While some performers in the "you really have to see them" category can disappoint when heard cold on disc, records show that Tortelier’s communicative abilities were grounded on a perfect technique and a very high level of musicianship, while his passionate commitment emerges from the loudspeakers just as clearly as it did in the concert hall. With Jean Hubeau a fine partner it would be impossible to imagine finer performances of this music.

Late Fauré can seem austere beside his younger self (the much earlier Elégie obviously comes from the same delicately perfumed plant as "Après un rêve") but in Tortelier’s hands these sonatas emerge glowing with humanity.

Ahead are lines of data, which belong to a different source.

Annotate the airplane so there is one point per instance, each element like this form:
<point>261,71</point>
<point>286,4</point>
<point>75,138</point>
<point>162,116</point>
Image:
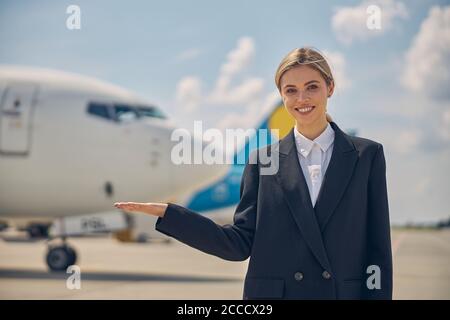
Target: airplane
<point>71,146</point>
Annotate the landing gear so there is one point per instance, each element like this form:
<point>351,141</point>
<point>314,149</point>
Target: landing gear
<point>60,257</point>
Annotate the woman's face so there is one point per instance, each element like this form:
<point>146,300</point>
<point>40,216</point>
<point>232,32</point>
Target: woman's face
<point>305,93</point>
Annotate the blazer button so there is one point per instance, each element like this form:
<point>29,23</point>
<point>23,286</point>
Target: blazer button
<point>298,276</point>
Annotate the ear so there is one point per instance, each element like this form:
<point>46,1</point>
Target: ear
<point>330,89</point>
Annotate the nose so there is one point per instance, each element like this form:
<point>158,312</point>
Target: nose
<point>302,97</point>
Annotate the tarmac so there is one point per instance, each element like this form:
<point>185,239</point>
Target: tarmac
<point>114,270</point>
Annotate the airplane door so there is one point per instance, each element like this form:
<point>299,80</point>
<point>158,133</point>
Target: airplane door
<point>16,110</point>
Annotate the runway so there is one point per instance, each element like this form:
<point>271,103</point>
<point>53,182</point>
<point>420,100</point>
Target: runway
<point>115,270</point>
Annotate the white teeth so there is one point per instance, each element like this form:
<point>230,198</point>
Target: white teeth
<point>304,110</point>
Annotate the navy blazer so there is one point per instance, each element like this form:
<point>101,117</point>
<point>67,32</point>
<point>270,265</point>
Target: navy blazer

If we remember how some of Debussy’s first piano pieces inhabit much the same world as Fauré’s, we can only marvel at how far apart the two had travelled by the time of their late cello sonatas. Tortelier is master of the wide range of moods which Debussy’s pithy little masterpiece encompasses, from infinite sadness to fierce exultation, and again reveals the humanity of a work which can seem more elusive in other hands.

The only information we get about this recording is that it was published by Erato in 1962; the Fauré pieces were issued in Great Britain by World Record Club in 1967. Though it obviously hasn’t quite the bloom of the best 2002 products it is really very good indeed for its age. The booklet has a good note in three languages. An indispensable disc.